Pulmonary diseases caused by Gram-negative bacteria are the leading cause of mortality from infectious diseases. The difficulties associated with effective treatment of these diseases include the emergence of antibiotic-resistant pathogens, increasing numbers of elderly individuals und immunocompromised patients. An attractive target for improving clinical outcomes is the modulation of the host pulmonary immune response itself. The pulmonary immune system is specifically adapted to microbial exposition by respiration. Our aim is to elucidate the lung specific mechanisms of regulating immune responses. To this aim we investigate the molecular principles of immune regulation by surfactant-proteins (surfactant-protein-A) and surfactant lipids. Both compound classes have potential for clinical applications i.e. to improve surfactant-substitution therapies in cases of bacterial induced pneumonia or pulmonary insufficiency such as acute respiratory distress syndrome. The approach of our group is to elucidate molecular interactions and mechanisms in membrane reconstitution models and in vitro tissue cell systems. Our aim is to provide the rationales for improving surfactant preparations for therapeutic immune modulation.

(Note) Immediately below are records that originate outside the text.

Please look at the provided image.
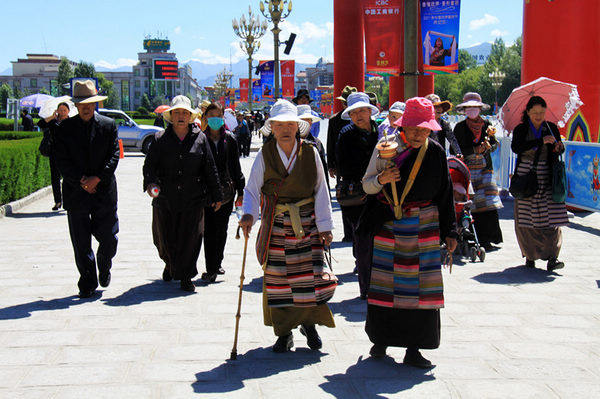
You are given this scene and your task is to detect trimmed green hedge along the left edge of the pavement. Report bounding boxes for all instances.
[0,137,50,204]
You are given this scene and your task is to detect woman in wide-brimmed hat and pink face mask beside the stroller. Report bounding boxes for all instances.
[450,92,502,251]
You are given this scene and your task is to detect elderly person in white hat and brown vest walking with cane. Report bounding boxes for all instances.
[240,100,337,352]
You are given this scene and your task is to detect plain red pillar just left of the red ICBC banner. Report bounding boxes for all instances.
[333,0,365,112]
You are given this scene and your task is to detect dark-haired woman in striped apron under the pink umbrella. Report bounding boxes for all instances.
[511,96,569,271]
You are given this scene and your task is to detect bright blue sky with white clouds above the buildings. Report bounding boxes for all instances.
[0,0,523,72]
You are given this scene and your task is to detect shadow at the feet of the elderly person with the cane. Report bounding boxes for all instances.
[192,347,326,393]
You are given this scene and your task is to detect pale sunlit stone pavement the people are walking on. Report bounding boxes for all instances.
[0,135,600,399]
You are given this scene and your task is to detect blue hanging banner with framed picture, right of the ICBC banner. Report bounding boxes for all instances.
[420,0,460,75]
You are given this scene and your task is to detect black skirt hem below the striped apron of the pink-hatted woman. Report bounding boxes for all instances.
[365,305,441,349]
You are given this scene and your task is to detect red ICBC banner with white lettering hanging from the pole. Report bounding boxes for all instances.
[363,0,404,76]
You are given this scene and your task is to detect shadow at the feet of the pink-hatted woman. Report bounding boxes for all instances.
[319,356,435,399]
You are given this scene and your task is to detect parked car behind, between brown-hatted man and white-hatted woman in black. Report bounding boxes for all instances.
[98,108,162,154]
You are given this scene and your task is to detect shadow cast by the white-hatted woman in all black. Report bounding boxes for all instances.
[103,280,193,306]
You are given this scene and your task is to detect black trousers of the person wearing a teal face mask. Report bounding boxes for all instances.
[204,200,234,273]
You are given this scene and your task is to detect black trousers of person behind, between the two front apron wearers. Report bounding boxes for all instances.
[341,205,373,295]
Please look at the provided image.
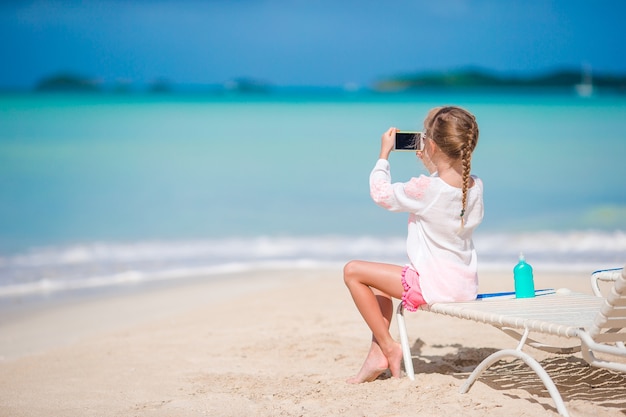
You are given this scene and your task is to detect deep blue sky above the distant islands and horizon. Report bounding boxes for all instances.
[0,0,626,88]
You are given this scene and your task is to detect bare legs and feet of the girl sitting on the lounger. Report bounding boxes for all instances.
[344,261,402,383]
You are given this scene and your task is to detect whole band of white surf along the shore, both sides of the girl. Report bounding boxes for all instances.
[0,231,626,297]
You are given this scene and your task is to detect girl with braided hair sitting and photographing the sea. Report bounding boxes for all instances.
[344,106,483,383]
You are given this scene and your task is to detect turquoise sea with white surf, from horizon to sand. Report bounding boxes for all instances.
[0,90,626,303]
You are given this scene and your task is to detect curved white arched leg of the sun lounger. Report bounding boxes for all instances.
[461,349,569,417]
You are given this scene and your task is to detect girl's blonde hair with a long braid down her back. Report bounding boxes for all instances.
[424,106,479,227]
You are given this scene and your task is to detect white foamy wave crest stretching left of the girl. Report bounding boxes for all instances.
[0,236,404,268]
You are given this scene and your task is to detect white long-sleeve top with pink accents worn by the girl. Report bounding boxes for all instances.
[370,159,484,303]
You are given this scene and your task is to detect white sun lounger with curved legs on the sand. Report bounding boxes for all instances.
[396,268,626,416]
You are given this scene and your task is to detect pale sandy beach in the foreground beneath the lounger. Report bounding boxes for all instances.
[0,266,626,417]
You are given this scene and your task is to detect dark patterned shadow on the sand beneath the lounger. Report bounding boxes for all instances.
[411,339,626,415]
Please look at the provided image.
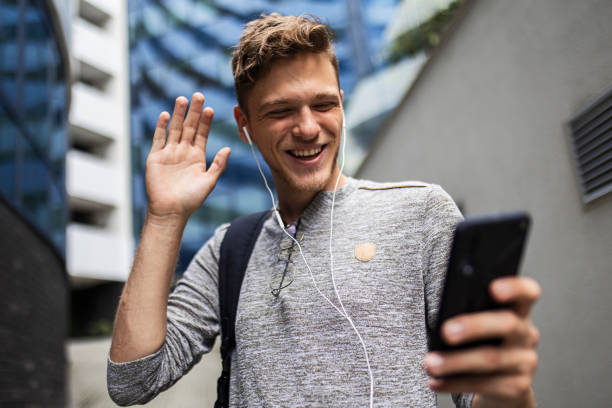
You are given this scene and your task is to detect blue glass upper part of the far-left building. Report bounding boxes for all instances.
[0,0,68,253]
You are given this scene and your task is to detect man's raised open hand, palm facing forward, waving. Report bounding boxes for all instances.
[145,92,230,221]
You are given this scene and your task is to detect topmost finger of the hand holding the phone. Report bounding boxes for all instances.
[490,276,542,317]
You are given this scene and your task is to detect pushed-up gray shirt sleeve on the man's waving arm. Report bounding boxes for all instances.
[107,224,228,406]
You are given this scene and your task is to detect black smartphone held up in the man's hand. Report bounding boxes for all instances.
[430,212,531,350]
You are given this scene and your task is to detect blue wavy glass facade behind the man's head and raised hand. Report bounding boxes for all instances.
[128,0,398,271]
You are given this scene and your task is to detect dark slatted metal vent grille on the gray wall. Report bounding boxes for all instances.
[568,88,612,204]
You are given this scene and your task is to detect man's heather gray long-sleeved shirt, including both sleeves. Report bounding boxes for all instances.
[108,179,471,408]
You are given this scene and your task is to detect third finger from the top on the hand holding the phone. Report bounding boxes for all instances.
[424,346,538,377]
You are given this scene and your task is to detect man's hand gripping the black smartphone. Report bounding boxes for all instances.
[425,277,540,408]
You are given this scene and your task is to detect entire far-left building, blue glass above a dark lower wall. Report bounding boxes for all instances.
[0,1,70,407]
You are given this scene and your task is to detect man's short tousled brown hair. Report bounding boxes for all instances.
[232,13,340,113]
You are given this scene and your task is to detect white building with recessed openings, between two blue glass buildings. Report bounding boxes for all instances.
[66,0,134,336]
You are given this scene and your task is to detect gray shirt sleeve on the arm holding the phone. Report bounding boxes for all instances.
[423,185,473,408]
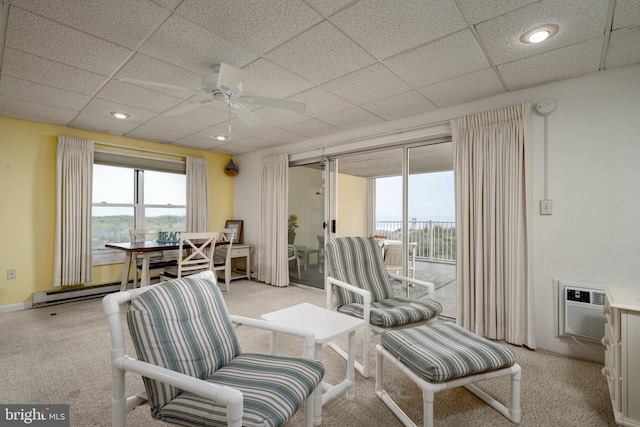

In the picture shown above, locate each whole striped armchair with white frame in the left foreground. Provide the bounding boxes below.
[103,271,324,427]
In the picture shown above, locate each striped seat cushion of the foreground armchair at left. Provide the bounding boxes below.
[159,353,324,427]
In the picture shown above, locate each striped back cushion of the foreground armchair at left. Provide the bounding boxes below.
[127,277,240,416]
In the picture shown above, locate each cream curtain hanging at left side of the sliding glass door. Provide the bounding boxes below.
[258,154,289,287]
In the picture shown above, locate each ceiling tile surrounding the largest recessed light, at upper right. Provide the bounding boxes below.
[477,0,609,65]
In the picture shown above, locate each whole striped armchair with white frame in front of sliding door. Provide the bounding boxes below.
[325,237,442,378]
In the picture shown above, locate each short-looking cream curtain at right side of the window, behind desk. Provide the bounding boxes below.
[187,156,209,233]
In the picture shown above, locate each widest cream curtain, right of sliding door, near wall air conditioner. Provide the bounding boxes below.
[451,103,536,348]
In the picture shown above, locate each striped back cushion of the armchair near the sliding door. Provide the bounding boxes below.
[325,237,393,307]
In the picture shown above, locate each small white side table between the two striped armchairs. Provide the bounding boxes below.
[260,302,364,425]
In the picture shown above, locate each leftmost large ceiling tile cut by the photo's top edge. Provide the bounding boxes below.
[11,0,170,49]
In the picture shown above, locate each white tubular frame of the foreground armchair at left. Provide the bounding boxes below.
[102,271,315,427]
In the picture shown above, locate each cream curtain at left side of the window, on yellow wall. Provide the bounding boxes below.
[53,135,94,286]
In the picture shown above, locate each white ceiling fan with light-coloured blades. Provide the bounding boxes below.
[119,63,306,127]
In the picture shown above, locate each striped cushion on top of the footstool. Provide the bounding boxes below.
[380,323,516,383]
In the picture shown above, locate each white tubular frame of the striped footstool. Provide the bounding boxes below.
[375,344,522,427]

Peptide-based immune regulation (host-defense-peptides)

Antimicrobial peptides, also referred to as host-defense peptides are effector molecules of the innate immune system instrumental in the immune response to bacterial infection. This class of defense molecules is produced in all epithelial surfaces and in the lung. Besides their potent antimicrobial activity these peptides also have the potential to control immune cell functions, a property of importance in the regulation of over shooting immune responses such as sepsis or the resolution of chronic inflammatory diseases such as in COPD. Basis of this activity is among others a direct interaction of antimicrobial peptides with host cells (macrophages). Analysis of the mechanisms underlying antimicrobial peptide-based regulation of macrophage biology is essential to a targeted development of this class of immune response modifiers.